In general, complications of radiation therapy to the brain are dependent on total dose, patient age, underlying disease and concomitant therapy.3 Patient factors such as gender, age, hypertension and chemotherapy seem to be unrelated to the appearance of telangiectasia. However, it is known that the immature brain is more sensitive to radiation than the adult brain.19 Koike et al. reported that radiation-induced telangiectasia occurs more frequently in younger patients.17 In the present study there were only 3 patients whose age was under 20 years. If more pediatric patients were included, a significant difference might have been seen. Investigation of a larger number of younger patients is therefore desired.
To our knowledge, there have been no reports that have proven a dose predominance in radiation-induced microbleeds. In order to investigate the relationship between microbleeds and radiation dose, the irradiation areas were separated into 6 regions according to the radiation dose in 12 patients who received high-dose radiation with microbleeds. Frequency of microbleeds was significantly associated with radiation dose in the present report. In previous reports, telangiectasias have developed in patients who received radiation doses ranging from 18 to 78 Gy.2, 20 In the present study there were no foci that were observed in regions that had received less than 25 Gy. The radiation dose threshold for development of microbleed is still not clear. To our knowledge, there is no report of radiation-induced microbleed with a dose lower than 18 Gy. With low radiation doses, microbleed may be less likely to develop. However, the present report suggests that vascular injury may occur around 25 Gy. PSI can be used to detect these vascular changes earlier than other conventional MR imaging techniques.

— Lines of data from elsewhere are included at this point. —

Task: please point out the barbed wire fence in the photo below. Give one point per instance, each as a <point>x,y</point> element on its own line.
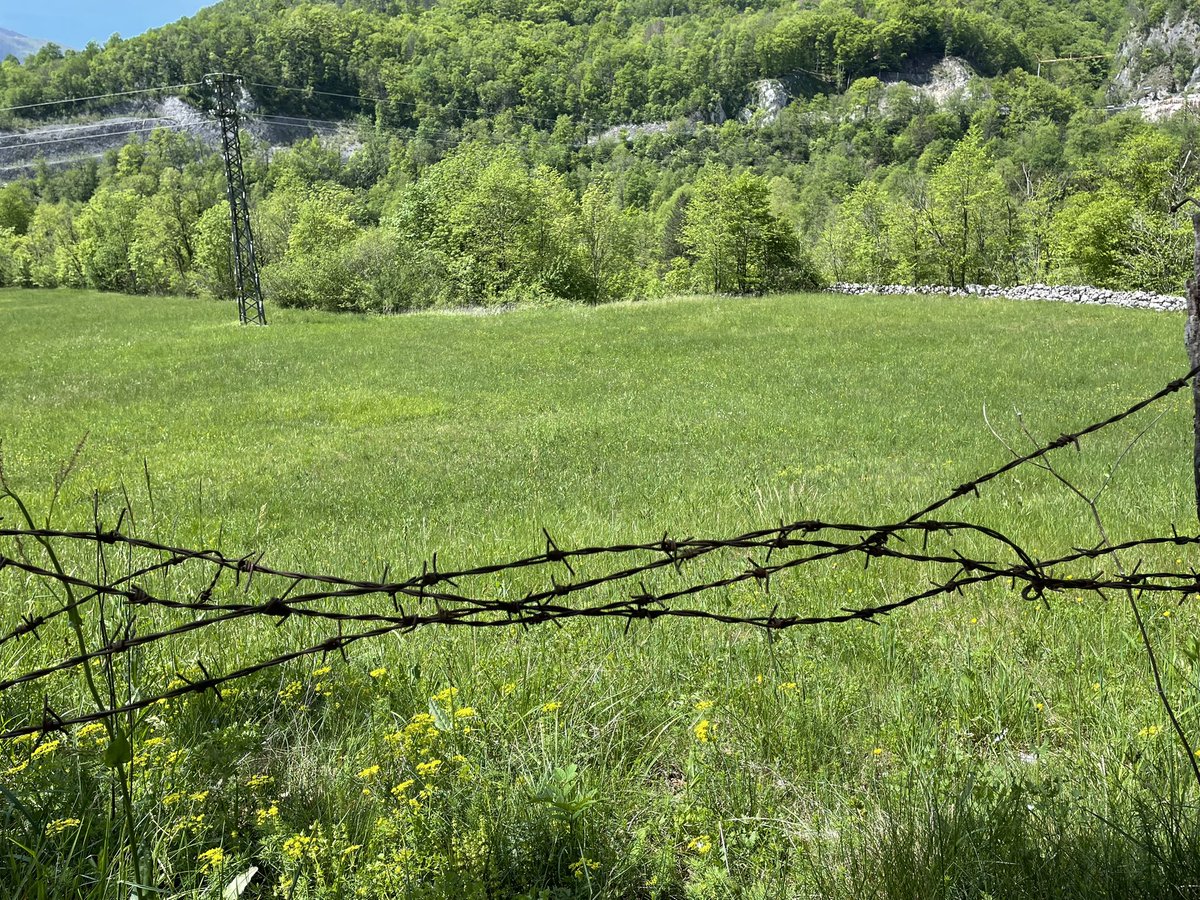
<point>160,579</point>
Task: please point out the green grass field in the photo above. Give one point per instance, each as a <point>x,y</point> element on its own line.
<point>978,745</point>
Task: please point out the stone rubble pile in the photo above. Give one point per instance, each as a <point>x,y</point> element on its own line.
<point>1060,293</point>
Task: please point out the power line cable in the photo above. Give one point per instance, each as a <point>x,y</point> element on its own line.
<point>81,127</point>
<point>100,96</point>
<point>178,126</point>
<point>412,105</point>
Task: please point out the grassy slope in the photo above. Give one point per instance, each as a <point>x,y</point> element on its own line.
<point>343,443</point>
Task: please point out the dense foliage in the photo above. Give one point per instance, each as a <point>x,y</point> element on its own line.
<point>478,175</point>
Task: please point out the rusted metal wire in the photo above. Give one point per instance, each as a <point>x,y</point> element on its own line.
<point>241,589</point>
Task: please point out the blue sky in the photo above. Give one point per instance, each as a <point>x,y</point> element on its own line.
<point>73,23</point>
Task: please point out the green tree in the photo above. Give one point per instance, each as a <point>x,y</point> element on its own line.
<point>1090,238</point>
<point>966,208</point>
<point>107,228</point>
<point>736,243</point>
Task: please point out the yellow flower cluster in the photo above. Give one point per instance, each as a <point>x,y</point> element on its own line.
<point>299,845</point>
<point>429,769</point>
<point>267,815</point>
<point>582,867</point>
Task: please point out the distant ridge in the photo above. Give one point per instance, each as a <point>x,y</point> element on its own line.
<point>18,46</point>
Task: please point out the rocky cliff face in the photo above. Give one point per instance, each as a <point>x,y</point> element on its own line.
<point>18,46</point>
<point>1158,61</point>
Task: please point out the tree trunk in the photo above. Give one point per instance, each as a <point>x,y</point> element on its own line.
<point>1192,341</point>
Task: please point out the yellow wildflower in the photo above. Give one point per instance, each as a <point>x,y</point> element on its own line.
<point>267,815</point>
<point>427,769</point>
<point>46,749</point>
<point>211,859</point>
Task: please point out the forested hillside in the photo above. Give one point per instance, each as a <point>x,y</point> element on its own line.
<point>591,151</point>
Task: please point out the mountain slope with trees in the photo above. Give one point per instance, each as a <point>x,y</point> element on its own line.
<point>479,178</point>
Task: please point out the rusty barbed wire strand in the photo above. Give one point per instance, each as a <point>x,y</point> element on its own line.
<point>448,598</point>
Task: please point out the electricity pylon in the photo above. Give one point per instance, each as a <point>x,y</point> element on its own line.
<point>227,89</point>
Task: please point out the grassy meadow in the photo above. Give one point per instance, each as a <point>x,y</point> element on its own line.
<point>975,747</point>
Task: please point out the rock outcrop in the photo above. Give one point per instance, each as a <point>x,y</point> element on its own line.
<point>1059,293</point>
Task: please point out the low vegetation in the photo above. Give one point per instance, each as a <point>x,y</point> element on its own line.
<point>978,745</point>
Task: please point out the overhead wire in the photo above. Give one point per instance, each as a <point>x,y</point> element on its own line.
<point>413,105</point>
<point>100,96</point>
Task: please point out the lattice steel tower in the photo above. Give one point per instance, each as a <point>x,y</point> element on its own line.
<point>227,89</point>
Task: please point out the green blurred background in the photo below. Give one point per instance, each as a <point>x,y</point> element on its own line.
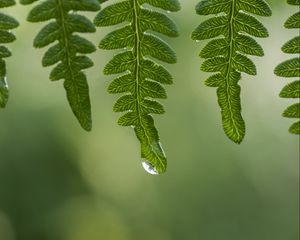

There are several limitations to the present study. First, this study lacks histopathologic confirmation of all cases. Second, PSI before irradiation was not available; however, exclusion of calcification and microbleeds before irradiation was attempted in comparing previous MR and subsequent CT images. Lastly, the short observation period and the irradiation volume effect were not taken into consideration.
The authors declare no conflict of interest.